Stop treating Facebook users like morons

Who likes kittens? Inane Facebook updates like these, posted by brand owners, are spreading like a rash reckons Douglas Nicol.

Nine weeks ago the Ad Standards Board ruled Facebook pages managed by brands to be a form of advertising. This echoes the previous ACCC ruling to the same effect. As a result a terminal pox is developing in social media.

It’s evident on an increasing number of Facebook brand pages. I call it the brand ‘Kindy conversation’. Like a dodgy rash the problem is spreading and could be terminal for brands attempting to have a meaningful social engagement with the consumer.

Take some recent Facebook posts from well-known brands:

Who agrees that hot soup is nice on a really cold day?

Hey guys who’s having fun this weekend?

Who likes canned tuna?

Who likes this picture?

Who likes kittens?

Do you like a red coloured car or a black coloured car?

It’s not even the lowest common denominator – it’s just social media suicide.

A whole industry has grown up of people creating idiotic and pointless Kindy interactions with consumers. They earnestly create six-month content plans full of shallow, turgid interactions that never veer off course from their pre-determined and vacuous outcomes. Never will the content plan get thrown in the bin at the behest of the conversation flow of your customers. Spontaneity is at the heart of social media but many brands are dead to the world of communication and try to put content into a predetermined linear plan.

The sad thing is these posts usually get some response, from equally facile consumers – some marketers get excited when 137 very bored consumers post back comments.

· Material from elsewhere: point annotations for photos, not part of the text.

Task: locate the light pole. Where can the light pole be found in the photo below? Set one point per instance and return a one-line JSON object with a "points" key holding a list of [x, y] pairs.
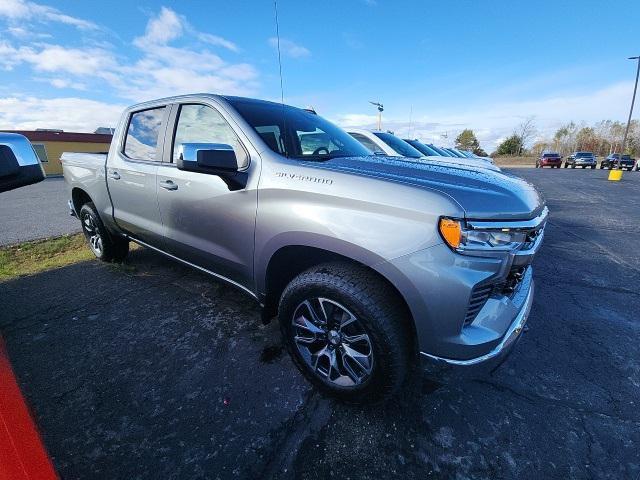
{"points": [[380, 110], [633, 100]]}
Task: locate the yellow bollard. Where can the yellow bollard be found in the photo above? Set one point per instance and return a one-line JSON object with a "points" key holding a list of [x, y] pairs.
{"points": [[615, 175]]}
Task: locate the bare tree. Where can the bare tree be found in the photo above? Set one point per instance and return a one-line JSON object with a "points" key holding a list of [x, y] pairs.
{"points": [[526, 130]]}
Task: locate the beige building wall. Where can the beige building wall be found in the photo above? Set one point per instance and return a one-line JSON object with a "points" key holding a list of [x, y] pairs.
{"points": [[54, 151]]}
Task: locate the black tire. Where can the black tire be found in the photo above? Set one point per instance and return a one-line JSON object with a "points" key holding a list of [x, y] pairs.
{"points": [[106, 247], [336, 289]]}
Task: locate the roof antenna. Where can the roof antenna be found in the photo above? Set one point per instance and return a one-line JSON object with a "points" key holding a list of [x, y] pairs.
{"points": [[284, 125], [411, 123]]}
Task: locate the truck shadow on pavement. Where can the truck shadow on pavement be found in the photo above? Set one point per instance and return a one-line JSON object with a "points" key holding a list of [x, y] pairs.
{"points": [[154, 370]]}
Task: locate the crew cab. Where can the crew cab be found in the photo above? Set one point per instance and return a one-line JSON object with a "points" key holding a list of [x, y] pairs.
{"points": [[549, 159], [581, 159], [370, 263], [614, 161]]}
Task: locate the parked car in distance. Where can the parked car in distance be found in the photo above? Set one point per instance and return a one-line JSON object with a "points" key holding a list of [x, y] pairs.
{"points": [[371, 264], [614, 161], [423, 148], [581, 159], [430, 151], [549, 159], [384, 143], [19, 163]]}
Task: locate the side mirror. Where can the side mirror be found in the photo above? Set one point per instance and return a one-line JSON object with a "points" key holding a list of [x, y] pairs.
{"points": [[19, 164], [212, 159]]}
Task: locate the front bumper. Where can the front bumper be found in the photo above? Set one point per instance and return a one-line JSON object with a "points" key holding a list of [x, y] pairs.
{"points": [[498, 353], [468, 310]]}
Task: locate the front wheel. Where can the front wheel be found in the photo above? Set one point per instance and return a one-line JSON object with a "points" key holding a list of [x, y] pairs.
{"points": [[103, 245], [347, 332]]}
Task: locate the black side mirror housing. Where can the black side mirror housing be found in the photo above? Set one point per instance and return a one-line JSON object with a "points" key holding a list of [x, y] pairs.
{"points": [[19, 164], [212, 159]]}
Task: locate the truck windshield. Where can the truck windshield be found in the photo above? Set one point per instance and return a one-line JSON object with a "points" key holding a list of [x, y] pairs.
{"points": [[297, 133], [399, 145], [441, 152]]}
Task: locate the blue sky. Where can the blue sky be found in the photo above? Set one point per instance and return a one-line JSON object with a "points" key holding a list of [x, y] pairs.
{"points": [[438, 67]]}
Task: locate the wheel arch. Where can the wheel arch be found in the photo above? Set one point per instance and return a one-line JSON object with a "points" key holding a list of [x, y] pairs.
{"points": [[79, 197], [290, 260]]}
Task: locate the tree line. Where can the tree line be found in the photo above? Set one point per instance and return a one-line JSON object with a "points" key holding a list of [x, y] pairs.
{"points": [[602, 138]]}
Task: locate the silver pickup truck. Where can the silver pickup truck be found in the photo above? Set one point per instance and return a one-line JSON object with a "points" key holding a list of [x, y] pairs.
{"points": [[371, 263]]}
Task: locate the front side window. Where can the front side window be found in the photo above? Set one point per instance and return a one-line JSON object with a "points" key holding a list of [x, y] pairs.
{"points": [[141, 142], [297, 133], [367, 142], [203, 124]]}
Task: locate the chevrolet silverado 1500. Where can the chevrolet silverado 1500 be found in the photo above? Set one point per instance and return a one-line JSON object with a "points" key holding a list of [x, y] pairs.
{"points": [[370, 262]]}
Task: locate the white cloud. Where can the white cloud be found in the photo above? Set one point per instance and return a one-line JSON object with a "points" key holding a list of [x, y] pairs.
{"points": [[20, 10], [167, 26], [495, 121], [71, 114], [290, 48], [63, 83], [217, 41], [162, 70]]}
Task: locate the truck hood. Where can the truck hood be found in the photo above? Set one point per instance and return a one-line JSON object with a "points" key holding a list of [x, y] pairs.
{"points": [[482, 193]]}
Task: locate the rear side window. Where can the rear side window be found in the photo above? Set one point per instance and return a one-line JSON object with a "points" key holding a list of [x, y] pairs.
{"points": [[141, 142], [367, 142], [203, 124]]}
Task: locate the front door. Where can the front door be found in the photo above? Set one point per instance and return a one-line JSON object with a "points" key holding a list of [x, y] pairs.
{"points": [[204, 222], [132, 176]]}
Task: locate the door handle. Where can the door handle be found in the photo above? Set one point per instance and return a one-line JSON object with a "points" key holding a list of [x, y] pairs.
{"points": [[168, 185]]}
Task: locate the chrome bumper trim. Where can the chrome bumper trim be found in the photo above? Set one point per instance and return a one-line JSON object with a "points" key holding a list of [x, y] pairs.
{"points": [[509, 338]]}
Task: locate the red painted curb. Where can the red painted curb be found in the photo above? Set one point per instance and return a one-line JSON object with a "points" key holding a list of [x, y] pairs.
{"points": [[22, 454]]}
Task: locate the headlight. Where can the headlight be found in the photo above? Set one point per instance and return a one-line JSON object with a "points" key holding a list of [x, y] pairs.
{"points": [[467, 240]]}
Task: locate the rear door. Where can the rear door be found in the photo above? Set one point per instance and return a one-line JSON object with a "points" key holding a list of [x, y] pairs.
{"points": [[132, 175], [206, 223]]}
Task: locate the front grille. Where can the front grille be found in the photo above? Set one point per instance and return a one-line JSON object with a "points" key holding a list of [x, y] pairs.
{"points": [[531, 238], [479, 297]]}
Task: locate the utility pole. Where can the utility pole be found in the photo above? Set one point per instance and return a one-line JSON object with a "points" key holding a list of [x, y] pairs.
{"points": [[633, 100], [380, 110]]}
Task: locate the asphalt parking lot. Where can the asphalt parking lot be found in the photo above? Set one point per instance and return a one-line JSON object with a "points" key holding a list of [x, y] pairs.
{"points": [[152, 370], [36, 211]]}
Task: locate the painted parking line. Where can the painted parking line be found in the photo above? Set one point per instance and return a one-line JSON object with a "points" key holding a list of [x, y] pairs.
{"points": [[22, 454]]}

Treat the consumer like an idiot has never been a greatstrategy – if you wouldn’t say it to a mate in the real world you shouldn’t say it on Facebook.

We have moved from juvenile conversations before the ASB/ACCC rulings to the sanctuary of the Kindergarten. Why does this happen? Well, the Kindy is a safe place for most brands because it is a false world where everything is great, everything is super positive and nothing ever bad happens. You can avoid the real world where God forbid you might have a meaningful interaction with a real adult. The legal department are pretty happy with this approach too.

Dumbing down social media is driven by fear of a difficult conversation, and having to deal with the real fears and hopes of consumers. That’s why most brand pages will remain sterile and die from lack of purpose. It’s time for Australian marketers to grow up and have an adult to adult conversation with their customers. The ASB ruling is no excuse.

Douglas Nicol is creative partner and director at The Works


  1. GreatStrategy
    16 Oct 12
    5:10 pm

  2. thank you finally for someone stating the obvious.

  3. It Depends
    16 Oct 12
    5:45 pm

  4. Sometimes the simple things work all the same. If a Facebook page predominantly engages with photo’s, well they tell a 1000 words, so a brief and simple sentence is all that is needed isn’t it?

    Depends on what your message is and what you are trying to achieve, who you are trying to target I guess?

    I like the Visit Queensland page as an example:

    I do hear where you are coming from nevertheless and have seen many pages, which do not engage with their target market on say Facebook. (Can all target markets be engaged on Facey…?)

  5. Curious
    17 Oct 12
    7:27 am

  6. Perhaps the dumbest article I’ve ever read.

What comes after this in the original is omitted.